WENO5 Scheme (Component-wise application to vectors). More...

#include <basic.h>
#include <basic_gpu.h>
#include <arrayfunctions_gpu.h>
#include <mathfunctions.h>
#include <interpolation.h>
#include <mpivars.h>
#include <hypar.h>

Macros
#define	_MINIMUM_GHOSTS_ 3

Functions
__global__ void	Interp1PrimFifthOrderWENO_kernel (int npoints_grid, int npoints_local_wghosts, int ndims, int dir, int ghosts, int nvars, int weno_size, int offset, int stride, int upw, int uflag, const int dim, const double fC, const double w1, const double w2, const double w3, double fI)

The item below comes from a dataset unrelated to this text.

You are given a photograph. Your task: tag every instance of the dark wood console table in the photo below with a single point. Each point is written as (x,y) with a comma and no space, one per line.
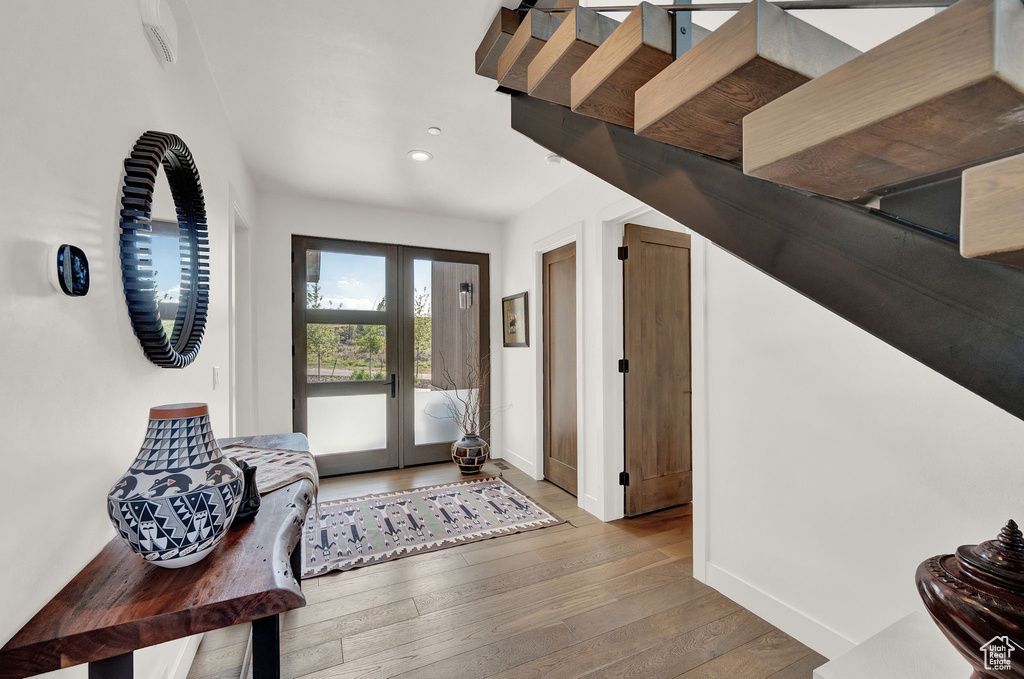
(119,603)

int	gpuInterp1PrimFifthOrderWENO (double fI, double fC, double u, double x, int upw, int dir, void s, void m, int uflag)
	5th order WENO reconstruction (component-wise) on a uniform grid More...

Detailed Description

WENO5 Scheme (Component-wise application to vectors).

Author: Youngdae Kim

Definition in file Interp1PrimFifthOrderWENO_GPU.cu.

Macro Definition Documentation

#define _MINIMUM_GHOSTS_ 3

Minimum number of ghost points required for this interpolation method.

Definition at line 19 of file Interp1PrimFifthOrderWENO_GPU.cu.

Function Documentation

__global__ void Interp1PrimFifthOrderWENO_kernel	(	int	npoints_grid,
		int	npoints_local_wghosts,
		int	ndims,
		int	dir,
		int	ghosts,
		int	nvars,
		int	weno_size,
		int	offset,
		int	stride,
		int	upw,
		int	uflag,
		const int *	dim,
		const double *	fC,
		const double *	w1,
		const double *	w2,
		const double *	w3,
		double *	fI
	)

Kernel for gpuInterp1PrimFifthOrderWENO()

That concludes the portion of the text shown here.